Teresa Antignani


Isernia 1991
Vive e lavora a Presenzano
Studio visit di Elisa Carollo
2 maggio 2024

C’è una forza primordiale che anima il lavoro di Teresa Antignani, un’energia femminile antica incanalata in opere che denunciano la tragedia ambientale e le sue ripercussioni sul corpo reale delle persone.

Partendo dall’impegno di giovane attivista e dai suoi studi all’Accademia di Brera, Antignani si è dedicata negli ultimi anni a un progetto stratificato, Martyrium, sviluppato in collaborazione con Sara Terracciano. Muovendosi tra performance e fotografia, esplora i simbolismi legati all’idea di martirio per contestualizzarli nella realtà specifica dei territori marginali del Mezzogiorno, vittime di uno sregolato sciacallaggio di colossi industriali, di innumerevoli discariche abusive, inquinamento delle risorse e conseguenti malattie, deformazioni e morte infantile. Partito dal paese dove vive, Presenzano, contro la centrale Edison, il progetto è passato raccontare tutte le lotte ambientaliste dell’alto casertano, dell’agro Caleno arrivando al cuore della terra dei fuochi. Portando direttamente sui cantieri queste azioni di resistenza al femminile, l’artista ne dà una traduzione poetica, accompagnata da ricerche d’archivio sui dati raccolti dalle associazioni coinvolte. In questo modo il progetto documenta le reti di lotte femminili che portano all’attenzione dell’opinione pubblica l’impegno contro i colossi industriali.
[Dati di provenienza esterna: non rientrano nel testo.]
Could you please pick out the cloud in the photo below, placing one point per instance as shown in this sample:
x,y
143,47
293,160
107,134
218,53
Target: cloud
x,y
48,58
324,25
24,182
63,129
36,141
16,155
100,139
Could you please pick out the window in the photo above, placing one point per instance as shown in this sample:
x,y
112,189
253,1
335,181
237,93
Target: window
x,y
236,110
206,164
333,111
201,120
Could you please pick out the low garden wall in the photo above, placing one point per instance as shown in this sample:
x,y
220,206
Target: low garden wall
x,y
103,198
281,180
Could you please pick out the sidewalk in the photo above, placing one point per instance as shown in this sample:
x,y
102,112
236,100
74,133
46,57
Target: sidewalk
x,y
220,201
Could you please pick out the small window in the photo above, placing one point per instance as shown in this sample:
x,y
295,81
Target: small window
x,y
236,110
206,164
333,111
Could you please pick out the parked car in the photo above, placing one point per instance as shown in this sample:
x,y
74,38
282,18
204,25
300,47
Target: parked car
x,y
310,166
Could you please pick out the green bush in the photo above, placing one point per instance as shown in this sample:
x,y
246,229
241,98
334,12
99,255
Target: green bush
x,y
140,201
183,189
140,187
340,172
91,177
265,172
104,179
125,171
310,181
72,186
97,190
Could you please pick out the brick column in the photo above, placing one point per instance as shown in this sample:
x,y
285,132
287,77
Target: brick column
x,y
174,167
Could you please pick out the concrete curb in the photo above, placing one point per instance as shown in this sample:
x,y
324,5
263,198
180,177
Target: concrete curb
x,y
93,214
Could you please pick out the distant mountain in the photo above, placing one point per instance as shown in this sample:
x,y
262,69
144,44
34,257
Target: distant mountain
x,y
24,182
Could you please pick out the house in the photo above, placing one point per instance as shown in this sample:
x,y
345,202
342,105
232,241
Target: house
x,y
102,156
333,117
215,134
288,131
Teresa sceglie di utilizzare un linguaggio trasversale, che attinge a iconografie religiose, archetipi simbolici e riferimenti alla storia dell’arte, per parlare anche a coloro che sono al di fuori del sistema artistico. In particolare, l’artista adotta riferimenti alle sante martiri cristiane, come sant’Agata, per creare forti immagini simboliche che correlano martirio e biocidio, mutilazione corporea e violenza territoriale. Al centro, la relazione tra corpo e ambiente e, in particolare, il corpo femminile come cassa di risonanza del dramma ambientale e sociale in corso e come elemento di resistenza: una resistenza che connette donne di diverse generazioni a favore di una lotta non violenta per proteggere la propria terra, i propri figli, da logiche di estrattivismo patriarcale. In questo modo, il progetto diventa anche processione, via crucis, e piattaforma di scambio e costruzione di consapevolezza attraverso simboli accessibili a tutti.

Per la Biennale di Malta l’artista ha lavorato a un’opera nuova, ispirata questa volta dal contesto economico e sociale dell’isola: al centro, la tragedia di Jean Paul Sofia, vittima delle condizioni di lavoro nei cantieri di Malta legati al recente boom di investimenti e speculazioni immobiliari. Traendo ispirazione, sia nella composizione che nelle scelte cromatiche, dalla Deposizione dalla croce di Rosso Fiorentino e dalla drammaticità dal dolore di una madre che ha denunciato tutto ciò nella sua testimonianza, il Cristo del dipinto viene estratto dalle macerie di un cantiere e diviene donna, in un compianto di madri e figlie del mediterraneo che assistono a questa strage ambientale e umana.

Durante i giorni dell’inaugurazione l’artista ha anche realizzato una performance: un lamento antico accompagnato dal veemente sbandieramento di uno stendardo ricamato da una comunità di matriarche della sua terra e dedicato ad Albanova, come utopia di un possibile risanamento del Sud (di Italia, del Mediterraneo, del Mondo).

Questa dimensione anche vernacolare della pratica di Antignani rischia talvolta di allontanarla troppo dall’estetica dominante oggi nel panorama del contemporaneo, relegando la sua opera a una circolazione molto locale, nonostante l’ampia rilevanza dei temi trattati e un linguaggio che l’avvicina, ad oggi, ad artiste attive nel Sud America ─ penso in primis alleopere dell’artista messicana Tania Candiani. D’altra parte, è forse proprio questo attingere a un lessico visivo popolare che rende la sua arte accessibile anche a pubblici altri. L’arte di Antignani pare trovare la sua rilevanza nel portare avanti una resistenza non violenta del tutto femminile, facendo delle sue opere un veicolo per la lotta ambientale e rinnovando così il fondamentale valore ritualistico, etico e politico dell’arte. Un invito poetico al risveglio delle coscienze a partire da un immaginario simbolico che l’arte può creare, dando al contempo legittimazione a storie territoriali soppresse che difficilmente vengono ascoltate.